Integrating Active Videos into Active Learning
Dawson’s second active learning classroom became operational last week. Active learning classrooms have created some interesting challenges. Students sit in groups of six or seven and don’t need to face you because the rooms contain eight Smartboards of which only two are for the teacher. You can project your PowerPoint or your Smartnotes and students can look at those or they can look at you. Whatever the case, we’re trying to have more active learning situations that take advantage of this new environment. I prepare problems for the class to solve so they’re more active. After this short burst of activity, I can go back to teaching for ten minutes, trying to keep learners involved through participation in a variety of activities.
Dawson’s New Active Learning Classroom in the final stages of construction
The Challenge
On a personal note, I’m friends with Christian Viel, the cinematographer. Although he’s a movie director, he has a bachelors in chemistry. I saw that SALTISE was offering a mini-grant of $1800, and I convinced him to help me in a project to make videos for my classes. We initially wanted to make crazy magic videos where you light something up, and it explodes, or a balloon catches on fire. I know there are a lot of those videos online right now, but many of them are recorded with a phone device. There’s lots of background noise and often a lot of swearing. Things are not explained. We wanted to make clips under five minutes long that would explain a chemical phenomenon with good camerawork and lighting.
Our project was accepted, but SALTISE asked for more course oriented material. We adapted our project to General Chemistry. We’ve taken on a lot of serious topics in chemistry such as heat exchange, acid based reaction and colour change precipitation in a manner that’s visually engaging.
The Inspiration
Furthermore, we wanted to make the videos more interactive to reach out to active learners by providing decisions to make. We got this idea from a YouTube video made by Patrick Boivin with characters from Street Fighter. The viewer could touch a character on the screen and he would give a punch. What would really happen was the viewer would be switched to another video where the character would give a punch. Clicking again would replay the punch relooping the same video, or if you clicked on the kick, it would switch to the kick video. The viewer has the impression of control, but the author has videotaped all the options.
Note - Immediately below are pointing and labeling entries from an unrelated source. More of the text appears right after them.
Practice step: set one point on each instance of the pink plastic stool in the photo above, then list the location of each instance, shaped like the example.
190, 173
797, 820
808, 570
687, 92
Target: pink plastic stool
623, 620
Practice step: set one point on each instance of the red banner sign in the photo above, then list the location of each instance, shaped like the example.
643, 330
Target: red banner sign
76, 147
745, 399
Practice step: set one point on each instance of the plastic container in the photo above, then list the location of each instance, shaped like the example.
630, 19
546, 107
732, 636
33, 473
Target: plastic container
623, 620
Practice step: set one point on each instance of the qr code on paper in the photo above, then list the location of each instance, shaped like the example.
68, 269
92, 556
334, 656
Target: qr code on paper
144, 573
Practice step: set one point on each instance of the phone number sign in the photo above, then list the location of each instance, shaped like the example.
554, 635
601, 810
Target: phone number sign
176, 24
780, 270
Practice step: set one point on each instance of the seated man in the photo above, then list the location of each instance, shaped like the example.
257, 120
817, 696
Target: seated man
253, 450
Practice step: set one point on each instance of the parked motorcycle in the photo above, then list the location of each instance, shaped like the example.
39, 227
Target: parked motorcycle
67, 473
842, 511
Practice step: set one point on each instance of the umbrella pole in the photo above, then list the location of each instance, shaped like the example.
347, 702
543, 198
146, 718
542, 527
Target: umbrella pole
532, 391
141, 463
We wanted to film experiments that would have at least two different outcomes so that students could click on a given outcome and switch to another video which would give you that result, answer or conclusion.
Chem Curious YouTube channel, project of Yann Brouillette
The Results
Our first attempt used Coca-Cola cans in a big jar of water. Students could see which cans would float or not depending on the sugar content. After that, we decided we would make ten videos and ended up making twelve. Some are very exciting, but some aren’t. We decided that it was nice to always have a cool impact, a cool solution where something explodes, sinks or precipitates, becoming red, yellow or white. But, once you start telling chemistry students about reactions, they think that everything reacts all the time. It’s good to go back to the basics and say, No, some things don’t react and that’s why we’re able to hold on to a glass and drink water, and water will not dissolve your glass.
And so, we planned reactions where one of the outcomes would give you nothing, and one of the outcomes would produce a reaction. The videos might not all be entertaining for the general public because some of the outcomes are rather boring, but they are educational in that students realize not everything reacts with a bang.
Video introducing density with soda cans which have different sugar content
I’m able to project a link to every group in the active learning classroom. Student groups will choose the different outcomes together. At times these choices will serve as an introduction to a subject. For example, the video with the soda cans introduces density. Other videos will be played at the end of a topic. Another advantage is that if I don’t have time to show a video in class, I can give students the link on LEA so that they can see them at home.
There are three videos about precipitation reactions. Aqueous solutions that are transparent liquids that when mixed together sometimes produce a solid precipitate of certain colours but sometimes don’t. There are many rules about this – one element doesn’t create a precipitate – another one does – and after a while students lose focus. Cutting the lesson in half with a video and then going back to the rules makes the information more dynamic, more fun and gives learners a visual image to remember before they begin experimenting in the lab.
The Next Step
I look at these videos as the cool solution in the reaction between my interests in chemistry, film and active learning. As these films have been posted on YouTube, I would like to extend an invitation to Profweb’s readers to use them in the classroom or as a model for other productions. Have you developed material specifically for use in an active learning classroom?